Documenting Assumption Checks

Mixed models assume that residuals are normally distributed with constant variance and that random effects are normally distributed. Reviewers expect you to state that you checked these assumptions, even if briefly.

The standard diagnostic tools are a Q-Q plot of residuals (checking normality) and a plot of fitted values versus residuals (checking constant variance). Residuals should fall roughly along the diagonal in the Q-Q plot and show no fan-shaped or curved pattern in the fitted-versus-residuals plot. Perfect diagnostics are rare, and slight departures from normality are generally acceptable. If you found a meaningful violation, report what you did about it. Transforming the outcome variable (such as taking the square root) is a common fix for non-constant variance. If you applied a transformation, state it clearly so readers can interpret your coefficients correctly.

You don’t need to include the diagnostic plots in your main results section, but mention that you inspected them and note any corrective steps. Many journals accept diagnostic plots as supplementary material.

Structuring the Results Table

A well-organized results table is the backbone of your LMM reporting. Here’s what to include:

  • Fixed effects panel: One row per predictor, with columns for estimate, SE, df, t-value, p-value, and 95% CI.
  • Random effects panel: One row per variance component (e.g., random intercept variance, random slope variance, their correlation), plus the residual variance.
  • Model-level statistics: ICC, marginal R², conditional R², AIC, BIC, and number of observations and clusters.

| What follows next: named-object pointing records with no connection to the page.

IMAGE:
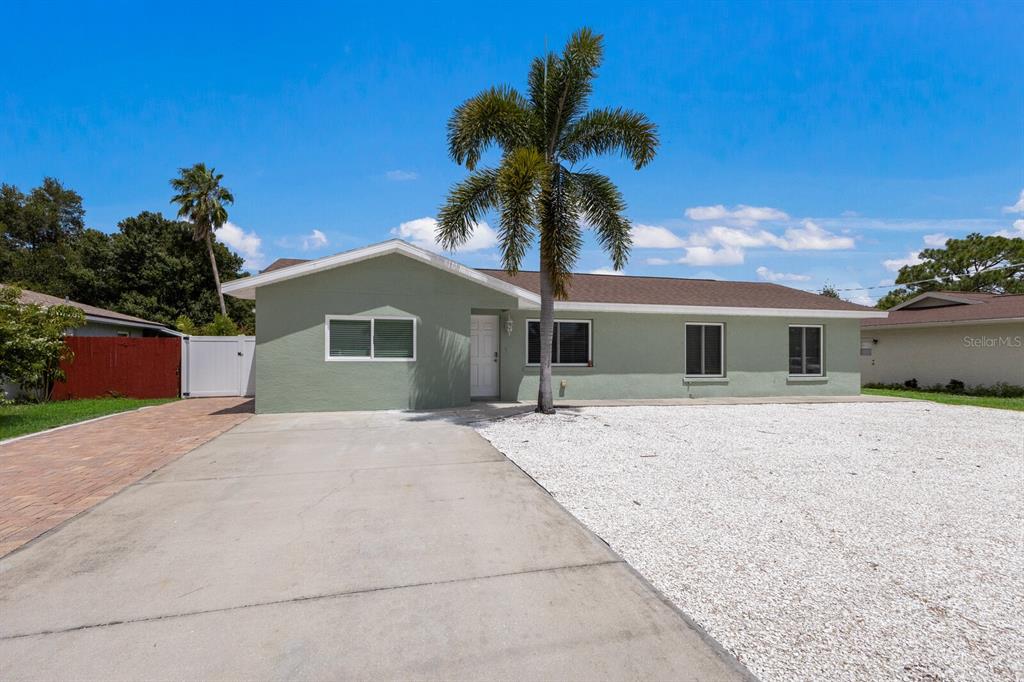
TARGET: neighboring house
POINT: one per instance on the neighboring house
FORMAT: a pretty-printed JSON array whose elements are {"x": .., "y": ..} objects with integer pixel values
[
  {"x": 99, "y": 322},
  {"x": 392, "y": 326},
  {"x": 942, "y": 335}
]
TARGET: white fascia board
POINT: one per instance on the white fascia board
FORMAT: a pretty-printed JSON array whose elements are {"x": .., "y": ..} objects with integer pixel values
[
  {"x": 951, "y": 323},
  {"x": 246, "y": 287},
  {"x": 651, "y": 308}
]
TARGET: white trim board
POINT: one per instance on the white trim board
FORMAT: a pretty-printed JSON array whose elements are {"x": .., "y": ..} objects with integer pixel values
[
  {"x": 651, "y": 308},
  {"x": 953, "y": 323}
]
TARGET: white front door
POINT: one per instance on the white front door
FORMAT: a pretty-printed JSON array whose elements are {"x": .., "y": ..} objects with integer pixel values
[{"x": 483, "y": 356}]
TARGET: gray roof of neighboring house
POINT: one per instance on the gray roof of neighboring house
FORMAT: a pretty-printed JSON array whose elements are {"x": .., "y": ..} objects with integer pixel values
[
  {"x": 979, "y": 306},
  {"x": 664, "y": 291},
  {"x": 91, "y": 311}
]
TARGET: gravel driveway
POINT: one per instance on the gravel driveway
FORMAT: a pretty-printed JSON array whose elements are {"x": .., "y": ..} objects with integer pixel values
[{"x": 845, "y": 541}]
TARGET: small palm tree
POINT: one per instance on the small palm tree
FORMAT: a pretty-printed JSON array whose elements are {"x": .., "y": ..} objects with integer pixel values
[
  {"x": 201, "y": 201},
  {"x": 539, "y": 187}
]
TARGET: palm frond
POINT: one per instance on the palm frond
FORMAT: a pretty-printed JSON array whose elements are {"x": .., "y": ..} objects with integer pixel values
[
  {"x": 611, "y": 130},
  {"x": 561, "y": 240},
  {"x": 569, "y": 83},
  {"x": 201, "y": 199},
  {"x": 497, "y": 116},
  {"x": 602, "y": 205},
  {"x": 519, "y": 180},
  {"x": 465, "y": 206}
]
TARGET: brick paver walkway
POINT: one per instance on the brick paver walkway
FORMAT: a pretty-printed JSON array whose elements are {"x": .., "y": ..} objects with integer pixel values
[{"x": 48, "y": 478}]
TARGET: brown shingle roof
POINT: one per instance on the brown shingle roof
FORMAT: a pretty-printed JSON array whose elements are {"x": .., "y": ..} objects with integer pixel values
[
  {"x": 664, "y": 291},
  {"x": 47, "y": 300},
  {"x": 675, "y": 291},
  {"x": 988, "y": 306},
  {"x": 284, "y": 262}
]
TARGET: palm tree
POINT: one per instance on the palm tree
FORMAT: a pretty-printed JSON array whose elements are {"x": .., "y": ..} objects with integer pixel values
[
  {"x": 201, "y": 201},
  {"x": 540, "y": 187}
]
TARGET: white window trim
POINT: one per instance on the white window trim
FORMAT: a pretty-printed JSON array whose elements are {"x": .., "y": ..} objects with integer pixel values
[
  {"x": 590, "y": 343},
  {"x": 721, "y": 350},
  {"x": 327, "y": 339},
  {"x": 821, "y": 338}
]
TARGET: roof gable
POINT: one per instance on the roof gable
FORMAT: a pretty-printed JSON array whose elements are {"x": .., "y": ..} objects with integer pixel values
[
  {"x": 91, "y": 311},
  {"x": 590, "y": 292},
  {"x": 246, "y": 287},
  {"x": 980, "y": 307},
  {"x": 931, "y": 299}
]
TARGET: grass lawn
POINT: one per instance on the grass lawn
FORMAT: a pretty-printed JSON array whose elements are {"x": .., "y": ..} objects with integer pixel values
[
  {"x": 20, "y": 419},
  {"x": 951, "y": 398}
]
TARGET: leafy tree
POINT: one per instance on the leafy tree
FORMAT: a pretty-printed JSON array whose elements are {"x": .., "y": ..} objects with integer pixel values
[
  {"x": 221, "y": 326},
  {"x": 829, "y": 290},
  {"x": 159, "y": 272},
  {"x": 32, "y": 342},
  {"x": 38, "y": 236},
  {"x": 184, "y": 325},
  {"x": 201, "y": 200},
  {"x": 540, "y": 187},
  {"x": 965, "y": 264},
  {"x": 151, "y": 267}
]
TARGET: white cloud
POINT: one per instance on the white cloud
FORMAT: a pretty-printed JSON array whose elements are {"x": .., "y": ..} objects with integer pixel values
[
  {"x": 742, "y": 214},
  {"x": 734, "y": 237},
  {"x": 653, "y": 237},
  {"x": 769, "y": 275},
  {"x": 710, "y": 256},
  {"x": 1018, "y": 233},
  {"x": 1016, "y": 208},
  {"x": 247, "y": 245},
  {"x": 421, "y": 232},
  {"x": 862, "y": 299},
  {"x": 893, "y": 264},
  {"x": 813, "y": 238},
  {"x": 314, "y": 240}
]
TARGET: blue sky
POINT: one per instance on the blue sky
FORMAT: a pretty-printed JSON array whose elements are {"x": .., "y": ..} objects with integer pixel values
[{"x": 800, "y": 142}]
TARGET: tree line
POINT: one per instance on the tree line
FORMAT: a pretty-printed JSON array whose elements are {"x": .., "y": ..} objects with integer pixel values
[{"x": 152, "y": 266}]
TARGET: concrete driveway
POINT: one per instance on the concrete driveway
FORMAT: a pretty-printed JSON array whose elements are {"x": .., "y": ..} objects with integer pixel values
[{"x": 338, "y": 546}]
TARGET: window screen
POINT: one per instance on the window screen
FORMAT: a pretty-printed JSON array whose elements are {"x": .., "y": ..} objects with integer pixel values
[
  {"x": 805, "y": 350},
  {"x": 704, "y": 350},
  {"x": 349, "y": 338},
  {"x": 371, "y": 338},
  {"x": 392, "y": 338},
  {"x": 569, "y": 344}
]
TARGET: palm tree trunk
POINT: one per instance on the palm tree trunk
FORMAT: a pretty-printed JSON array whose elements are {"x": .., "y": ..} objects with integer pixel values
[
  {"x": 545, "y": 403},
  {"x": 216, "y": 274}
]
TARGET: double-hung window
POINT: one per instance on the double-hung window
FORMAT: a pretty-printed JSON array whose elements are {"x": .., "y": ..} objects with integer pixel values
[
  {"x": 705, "y": 349},
  {"x": 569, "y": 343},
  {"x": 806, "y": 350},
  {"x": 351, "y": 338}
]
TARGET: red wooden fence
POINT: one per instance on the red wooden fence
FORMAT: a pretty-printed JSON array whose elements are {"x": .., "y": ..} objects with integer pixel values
[{"x": 118, "y": 366}]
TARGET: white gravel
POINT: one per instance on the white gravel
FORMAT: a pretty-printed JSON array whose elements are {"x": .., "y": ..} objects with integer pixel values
[{"x": 843, "y": 541}]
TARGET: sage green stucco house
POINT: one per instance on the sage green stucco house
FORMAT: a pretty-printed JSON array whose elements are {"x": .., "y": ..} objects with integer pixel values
[{"x": 392, "y": 326}]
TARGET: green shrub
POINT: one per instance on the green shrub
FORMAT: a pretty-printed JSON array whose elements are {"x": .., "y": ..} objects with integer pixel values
[{"x": 1000, "y": 389}]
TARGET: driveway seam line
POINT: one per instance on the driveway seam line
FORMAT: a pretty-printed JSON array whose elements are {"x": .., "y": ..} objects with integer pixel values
[
  {"x": 321, "y": 471},
  {"x": 314, "y": 597}
]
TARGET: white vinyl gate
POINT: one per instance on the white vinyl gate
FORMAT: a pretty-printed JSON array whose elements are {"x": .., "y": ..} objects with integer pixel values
[{"x": 217, "y": 366}]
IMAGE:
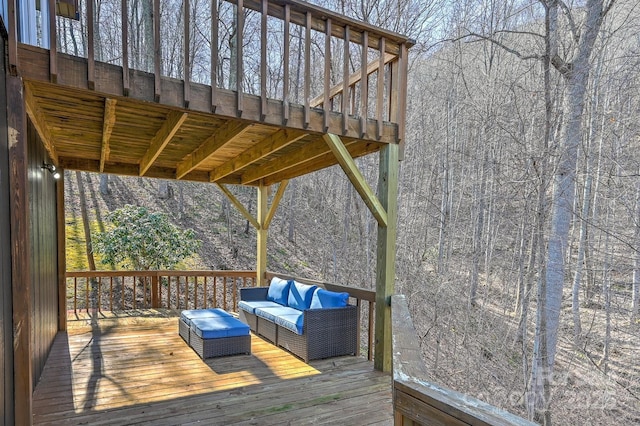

If you built your model in steps, show the null model alongside the final model so readers can see how adding predictors shifted the variance components and improved fit. The LEVEL guidelines specifically recommend this progression format for multilevel analyses.

Putting It Together in Text

Your running text should walk the reader through the key findings without duplicating every number from the table. A typical results paragraph might read: “We fit a linear mixed model with reaction time as the outcome, condition and trial number as fixed effects, and participant as a random effect (random intercept and random slope for trial number). The ICC from the null model was .45, indicating substantial between-participant variability. In the final model, condition significantly predicted reaction time (b = 28.3, SE = 7.1, t(22.6) = 3.99, p < .001), with participants in the experimental condition responding approximately 28 ms slower. The marginal R² was .18 and the conditional R² was .72. Full model estimates are presented in Table 1.”

This structure gives readers the essential findings at a glance and directs them to the table for complete detail. The critical elements are naming your random effects structure, providing the ICC to justify the mixed model, reporting fixed effects with full inferential statistics, and quantifying overall model performance with effect sizes.